Did you know that the non-local means function can run on 3D images? It should speed up your computation (you can run the J-invariant calibration on a fraction of the image to speed up things, but I would recommend that the subset is 3D as well).

For the segmentation, have tried hysteresis thresholding? With some manual adjustment of the two bounds it could give good results I hope. Or you could do a flood fill starting from local maxima of the image (just add all the flood fill mask together).

If the cells don’t touch each other, you can label each of them using skimage.measure.label (see the gallery example). Then you can use measure.regionprops to extract a bounding box for each cell.

If the cells touch each other this will be more complicated, you will have to find a criterion for separating them (in this case you should give more info here on how to separate cells).

1 Like

Thanks @emmanuelle !
I compared non-local means function’s performance on 3D grayscale images via the following code & found that for some reason, it runs very slow (~9 mins) compared to looping & denoising frame-by-frame (1 min). I don’t understand the reason for this much of a performance difference, since denoise_nl_means with 3D input image is looping in Cython.

For denoising via NL means, I got better results on estimating the parameters & sigma on the max intensity projection of whole original 3D image, rather than calculating them on a 3D subset (it did not remove much noise from the image).

Since calibrate_denoiser returns a partial function which is costly to call multiple times, I used denoiser.keywords['denoiser_kwargs'] to extract the best parameters & called denoise_nl_means via those parameters in layer-by-layer denoising.

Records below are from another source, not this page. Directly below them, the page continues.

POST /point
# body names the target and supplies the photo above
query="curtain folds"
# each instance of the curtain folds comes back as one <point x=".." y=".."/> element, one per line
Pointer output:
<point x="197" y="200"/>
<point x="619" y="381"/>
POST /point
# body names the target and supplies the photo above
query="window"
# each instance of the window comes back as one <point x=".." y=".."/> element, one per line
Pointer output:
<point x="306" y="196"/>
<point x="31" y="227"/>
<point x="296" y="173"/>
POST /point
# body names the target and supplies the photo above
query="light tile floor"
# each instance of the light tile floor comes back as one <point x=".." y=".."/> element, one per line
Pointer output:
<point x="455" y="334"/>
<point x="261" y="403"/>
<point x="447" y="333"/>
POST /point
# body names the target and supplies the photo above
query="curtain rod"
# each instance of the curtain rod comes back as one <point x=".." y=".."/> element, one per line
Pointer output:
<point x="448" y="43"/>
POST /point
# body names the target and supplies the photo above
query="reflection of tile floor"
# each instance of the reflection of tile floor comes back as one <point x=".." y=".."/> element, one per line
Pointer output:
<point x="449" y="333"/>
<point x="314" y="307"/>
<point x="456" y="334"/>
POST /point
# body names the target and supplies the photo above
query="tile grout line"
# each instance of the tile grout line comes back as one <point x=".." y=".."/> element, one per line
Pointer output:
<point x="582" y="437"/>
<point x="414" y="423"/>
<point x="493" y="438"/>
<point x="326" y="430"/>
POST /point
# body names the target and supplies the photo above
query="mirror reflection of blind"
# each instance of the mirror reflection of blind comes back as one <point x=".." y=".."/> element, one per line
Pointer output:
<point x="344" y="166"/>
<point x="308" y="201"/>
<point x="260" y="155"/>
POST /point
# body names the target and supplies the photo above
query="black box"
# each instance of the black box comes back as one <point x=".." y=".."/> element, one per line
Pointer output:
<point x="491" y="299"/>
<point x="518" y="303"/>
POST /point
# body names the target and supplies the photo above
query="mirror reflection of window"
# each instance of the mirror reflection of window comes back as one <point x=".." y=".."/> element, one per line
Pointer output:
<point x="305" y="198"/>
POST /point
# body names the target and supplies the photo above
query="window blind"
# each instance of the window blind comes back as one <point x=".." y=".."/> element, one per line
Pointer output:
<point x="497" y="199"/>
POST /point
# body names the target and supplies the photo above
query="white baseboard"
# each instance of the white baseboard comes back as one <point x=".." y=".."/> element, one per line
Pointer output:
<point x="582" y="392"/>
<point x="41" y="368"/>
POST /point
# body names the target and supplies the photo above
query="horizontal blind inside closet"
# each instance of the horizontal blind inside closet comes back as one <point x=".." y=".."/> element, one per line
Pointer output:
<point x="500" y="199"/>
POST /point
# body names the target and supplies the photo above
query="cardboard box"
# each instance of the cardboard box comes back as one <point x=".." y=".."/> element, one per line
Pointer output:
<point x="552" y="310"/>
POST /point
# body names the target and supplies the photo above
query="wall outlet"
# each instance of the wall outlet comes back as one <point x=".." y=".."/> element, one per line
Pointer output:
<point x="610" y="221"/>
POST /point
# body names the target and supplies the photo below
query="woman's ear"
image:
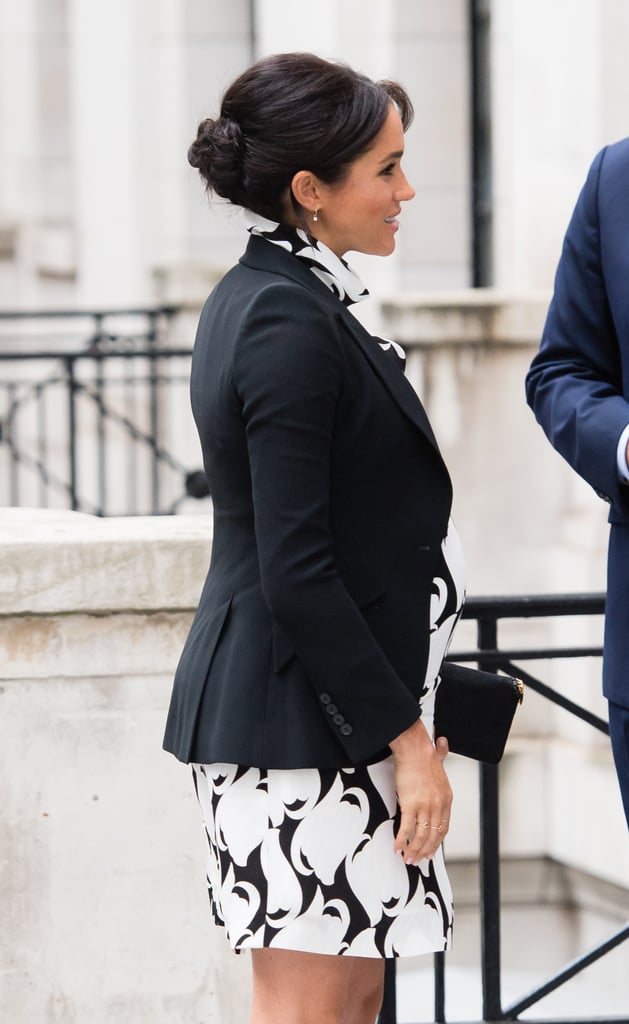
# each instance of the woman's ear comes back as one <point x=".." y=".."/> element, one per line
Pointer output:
<point x="306" y="190"/>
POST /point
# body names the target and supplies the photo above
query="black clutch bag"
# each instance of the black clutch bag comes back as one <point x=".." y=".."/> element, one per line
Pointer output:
<point x="474" y="711"/>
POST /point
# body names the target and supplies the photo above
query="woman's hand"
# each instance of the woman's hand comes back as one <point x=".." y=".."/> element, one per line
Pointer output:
<point x="423" y="793"/>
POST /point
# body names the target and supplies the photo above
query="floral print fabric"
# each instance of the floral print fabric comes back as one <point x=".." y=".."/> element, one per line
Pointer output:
<point x="303" y="858"/>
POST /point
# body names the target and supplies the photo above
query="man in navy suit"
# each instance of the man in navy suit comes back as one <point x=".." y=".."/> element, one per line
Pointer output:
<point x="578" y="387"/>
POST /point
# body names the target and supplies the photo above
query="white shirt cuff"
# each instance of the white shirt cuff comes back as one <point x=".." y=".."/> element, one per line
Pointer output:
<point x="621" y="456"/>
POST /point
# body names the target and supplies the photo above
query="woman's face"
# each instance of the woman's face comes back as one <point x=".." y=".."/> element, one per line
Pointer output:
<point x="360" y="213"/>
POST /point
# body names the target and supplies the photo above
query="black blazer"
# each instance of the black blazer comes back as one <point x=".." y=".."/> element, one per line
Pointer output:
<point x="331" y="500"/>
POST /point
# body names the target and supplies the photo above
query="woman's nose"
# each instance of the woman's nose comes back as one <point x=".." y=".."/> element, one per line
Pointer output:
<point x="406" y="190"/>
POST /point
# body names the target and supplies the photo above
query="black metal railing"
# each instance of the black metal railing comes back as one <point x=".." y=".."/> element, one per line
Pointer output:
<point x="488" y="612"/>
<point x="94" y="414"/>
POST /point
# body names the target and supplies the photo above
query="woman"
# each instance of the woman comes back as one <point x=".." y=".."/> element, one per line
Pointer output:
<point x="304" y="692"/>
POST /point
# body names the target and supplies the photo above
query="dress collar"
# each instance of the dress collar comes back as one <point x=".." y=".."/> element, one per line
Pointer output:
<point x="333" y="271"/>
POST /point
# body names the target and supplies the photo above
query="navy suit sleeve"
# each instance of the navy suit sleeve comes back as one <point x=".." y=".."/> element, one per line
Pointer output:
<point x="289" y="372"/>
<point x="575" y="382"/>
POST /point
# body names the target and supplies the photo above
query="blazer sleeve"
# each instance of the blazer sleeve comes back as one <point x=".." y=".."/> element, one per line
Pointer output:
<point x="289" y="372"/>
<point x="575" y="382"/>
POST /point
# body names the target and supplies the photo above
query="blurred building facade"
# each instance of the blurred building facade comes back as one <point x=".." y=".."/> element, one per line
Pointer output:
<point x="98" y="102"/>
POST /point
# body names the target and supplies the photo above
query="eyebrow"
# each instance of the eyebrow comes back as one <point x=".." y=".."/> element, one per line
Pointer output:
<point x="392" y="156"/>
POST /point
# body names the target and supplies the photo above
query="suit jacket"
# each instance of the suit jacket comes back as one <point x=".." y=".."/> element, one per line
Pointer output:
<point x="578" y="384"/>
<point x="310" y="640"/>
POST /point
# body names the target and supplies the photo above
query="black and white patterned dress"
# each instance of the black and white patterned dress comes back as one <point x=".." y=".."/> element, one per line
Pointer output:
<point x="303" y="858"/>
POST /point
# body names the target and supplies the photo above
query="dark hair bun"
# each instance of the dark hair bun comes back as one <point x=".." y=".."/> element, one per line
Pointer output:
<point x="217" y="153"/>
<point x="287" y="113"/>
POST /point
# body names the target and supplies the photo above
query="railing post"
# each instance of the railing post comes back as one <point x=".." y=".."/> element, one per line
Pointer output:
<point x="72" y="431"/>
<point x="490" y="861"/>
<point x="388" y="1011"/>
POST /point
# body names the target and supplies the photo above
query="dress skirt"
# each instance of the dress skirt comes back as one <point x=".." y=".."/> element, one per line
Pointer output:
<point x="303" y="858"/>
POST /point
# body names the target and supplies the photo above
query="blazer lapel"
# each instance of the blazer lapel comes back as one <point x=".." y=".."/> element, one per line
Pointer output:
<point x="391" y="376"/>
<point x="262" y="255"/>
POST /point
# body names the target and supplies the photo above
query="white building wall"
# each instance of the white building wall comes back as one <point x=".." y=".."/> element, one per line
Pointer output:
<point x="560" y="91"/>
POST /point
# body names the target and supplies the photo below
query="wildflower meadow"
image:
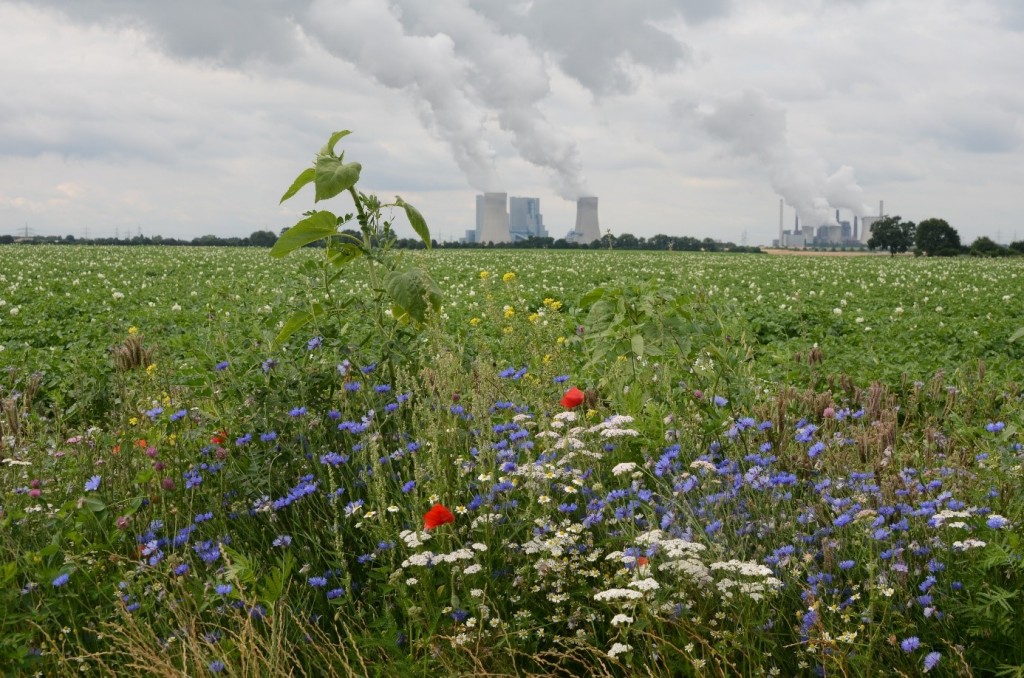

float_original = img_as_float(original)  # has shape = (60, 1024, 1024)
frame = np.max(float_original, 0)

sigma_est = estimate_sigma(frame)
parameter_ranges_nl = { 'sigma': [0.0], 'h': np.arange(.8, 1.2, .2) * sigma_est,
                                        'patch_size': np.arange(2, 6),
                                        'patch_distance': np.arange(2, 7),
                                        'fast_mode': [True] }

denoiser = calibrate_denoiser(frame, denoise_nl_means, parameter_ranges_nl)
denoise_parameters = denoiser.keywords['denoiser_kwargs']
denoised_in_3D = denoise_nl_means(float_original, **denoise_parameters)  # took ~9 mins

denoised_by_layers = np.zeros(manual_sliced.shape)

for i in range(denoised_by_layers.shape[0]):  # took ~1 min
    denoised_by_layers[i] = denoise_nl_means(float_original[i], **denoise_parameters)

In above images, we can see that, while denoised_by_layers has some more noise, it loses less information of branches as compared to denoised_in_3D.

Hysteresis thresholding -> skimage.measure.label -> measure.regionprops works very well on the data. Though not completely unsupervised way to segment the cells, it’s surely the best way I’ve found yet. I’m happy with the results. Thanks again!